As can be seen from the tables, the extrapolation code is a lot faster than BESOLVER, particular for tight tolerance. The speedup predicted previously (for explicit extrapolation method on ODE's) is 2 for 4 processors (of which only 3 slave processors are integrating) and 4 for 8 processors.

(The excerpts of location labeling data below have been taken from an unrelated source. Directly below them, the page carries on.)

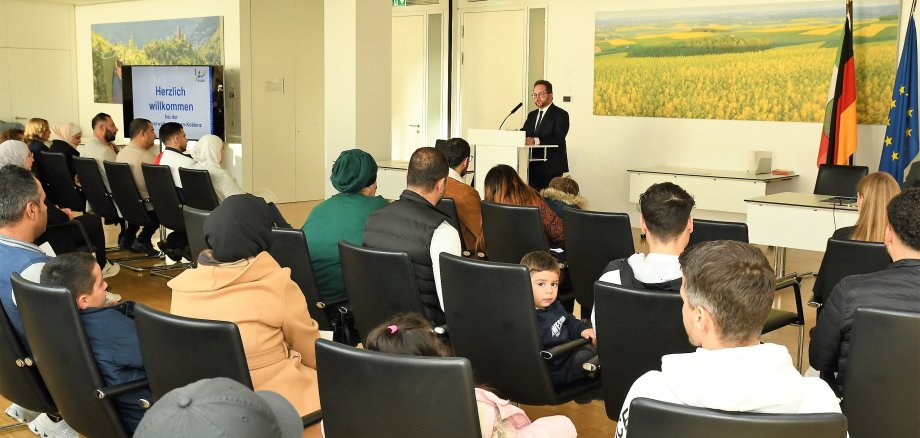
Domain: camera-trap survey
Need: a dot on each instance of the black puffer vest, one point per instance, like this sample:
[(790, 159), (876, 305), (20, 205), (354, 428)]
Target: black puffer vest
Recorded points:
[(407, 225)]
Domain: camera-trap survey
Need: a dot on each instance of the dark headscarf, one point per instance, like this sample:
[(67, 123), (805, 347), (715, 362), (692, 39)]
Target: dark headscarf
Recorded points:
[(353, 171), (239, 228)]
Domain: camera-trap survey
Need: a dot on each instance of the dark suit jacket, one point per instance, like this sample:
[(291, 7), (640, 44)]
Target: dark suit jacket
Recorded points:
[(552, 130)]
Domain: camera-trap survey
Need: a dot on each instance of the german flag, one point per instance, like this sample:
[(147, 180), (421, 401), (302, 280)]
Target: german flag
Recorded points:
[(838, 139)]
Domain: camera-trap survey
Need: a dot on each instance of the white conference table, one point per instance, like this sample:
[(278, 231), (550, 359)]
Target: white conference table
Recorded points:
[(795, 220)]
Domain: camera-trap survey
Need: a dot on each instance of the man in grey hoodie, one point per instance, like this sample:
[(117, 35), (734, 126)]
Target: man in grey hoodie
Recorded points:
[(727, 292)]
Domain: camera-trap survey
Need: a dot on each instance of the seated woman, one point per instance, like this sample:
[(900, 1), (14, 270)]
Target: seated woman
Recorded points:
[(238, 281), (873, 193), (341, 217), (504, 186), (65, 239)]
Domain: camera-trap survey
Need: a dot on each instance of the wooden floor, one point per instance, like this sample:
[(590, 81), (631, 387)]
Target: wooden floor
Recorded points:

The speedup actually achieved is about 2 on 4 processors, and around 3 to 4 on 8 processors.
When more than 8 processors are used, the algorithm has a maximum order of over 7 and this is rarely necessary for the tolerances of practical interest. Thus the results are not shown here.